I'd Like to "See It"

Throughout the sixth chapter of the book Longing to Know, which I am currently reading, the metaphor of an image coming into focus as it is moved away from the face is used to explain the process of getting to know God. Valid. It seems as valid as it might for any other field of study: math, science, history. Things click into place best at twenty thousand feet.

But isn't it true that in philosophy, in theology, in the realm of metaphysics, it is entirely likely that the picture we are trying to focus on may actually look like this, or this, or this? Awesome, we can pick out colors. We know that there is something concrete to what we are seeing. But the images might be computer generated; in fact, mainstream Christianity teaches that there is indisputably only one image we could possibly look at that is in focus. How do we know, before the picture has come into focus, if we are attempting to focus on an inherently blurry picture?

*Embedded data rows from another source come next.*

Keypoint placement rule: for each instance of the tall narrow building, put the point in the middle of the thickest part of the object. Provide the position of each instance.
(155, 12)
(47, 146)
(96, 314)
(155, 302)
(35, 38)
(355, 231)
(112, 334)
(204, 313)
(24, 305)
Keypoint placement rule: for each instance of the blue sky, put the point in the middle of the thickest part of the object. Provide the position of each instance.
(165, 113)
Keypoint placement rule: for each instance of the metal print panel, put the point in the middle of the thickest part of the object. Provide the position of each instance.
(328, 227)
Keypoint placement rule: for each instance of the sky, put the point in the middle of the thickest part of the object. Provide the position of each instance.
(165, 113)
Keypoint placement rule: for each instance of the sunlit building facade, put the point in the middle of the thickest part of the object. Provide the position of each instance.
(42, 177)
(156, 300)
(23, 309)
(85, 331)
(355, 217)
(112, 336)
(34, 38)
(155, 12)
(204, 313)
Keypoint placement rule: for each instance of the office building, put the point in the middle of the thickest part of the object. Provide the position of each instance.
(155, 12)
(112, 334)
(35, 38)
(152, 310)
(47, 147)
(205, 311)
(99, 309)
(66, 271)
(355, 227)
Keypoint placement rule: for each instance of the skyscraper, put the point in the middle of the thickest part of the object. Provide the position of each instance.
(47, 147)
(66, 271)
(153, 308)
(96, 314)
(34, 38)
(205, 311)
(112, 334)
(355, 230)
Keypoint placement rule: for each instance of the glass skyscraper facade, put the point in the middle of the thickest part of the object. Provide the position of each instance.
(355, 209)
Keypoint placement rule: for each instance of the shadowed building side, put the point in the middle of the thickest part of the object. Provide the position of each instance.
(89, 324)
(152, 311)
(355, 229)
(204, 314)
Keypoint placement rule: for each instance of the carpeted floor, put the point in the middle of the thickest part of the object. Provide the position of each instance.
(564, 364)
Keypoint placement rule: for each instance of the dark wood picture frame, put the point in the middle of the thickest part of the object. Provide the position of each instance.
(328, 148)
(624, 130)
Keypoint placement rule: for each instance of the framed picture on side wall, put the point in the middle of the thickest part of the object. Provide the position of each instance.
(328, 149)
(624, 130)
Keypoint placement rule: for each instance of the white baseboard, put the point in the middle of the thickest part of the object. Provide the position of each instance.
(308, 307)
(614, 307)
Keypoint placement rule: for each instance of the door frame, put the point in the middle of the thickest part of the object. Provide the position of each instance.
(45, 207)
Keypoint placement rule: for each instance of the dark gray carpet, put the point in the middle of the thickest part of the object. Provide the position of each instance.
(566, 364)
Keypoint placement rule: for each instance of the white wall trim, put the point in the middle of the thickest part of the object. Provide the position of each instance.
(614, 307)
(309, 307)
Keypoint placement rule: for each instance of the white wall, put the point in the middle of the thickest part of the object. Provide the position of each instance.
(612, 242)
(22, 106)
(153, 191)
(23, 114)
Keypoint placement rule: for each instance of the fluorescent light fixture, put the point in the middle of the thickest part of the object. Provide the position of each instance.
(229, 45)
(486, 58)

She defines epistemology as "the human's skilled coping with the world through achieving a coherence, an integrated pattern, a making sense of things, that opens the world to us." Firstly, what is skill? Ah, such a relative term. What does it mean to cope? What exactly are we coping with? ("The world" is pretty general.) What is achievement, in a world marred by unfinished and imperfectly-finished tasks? What is coherence? How are we to make sense of the world when we don't know which authorities to trust or which parts of the world to observe in order to come to an accurate understanding, a true cohesion?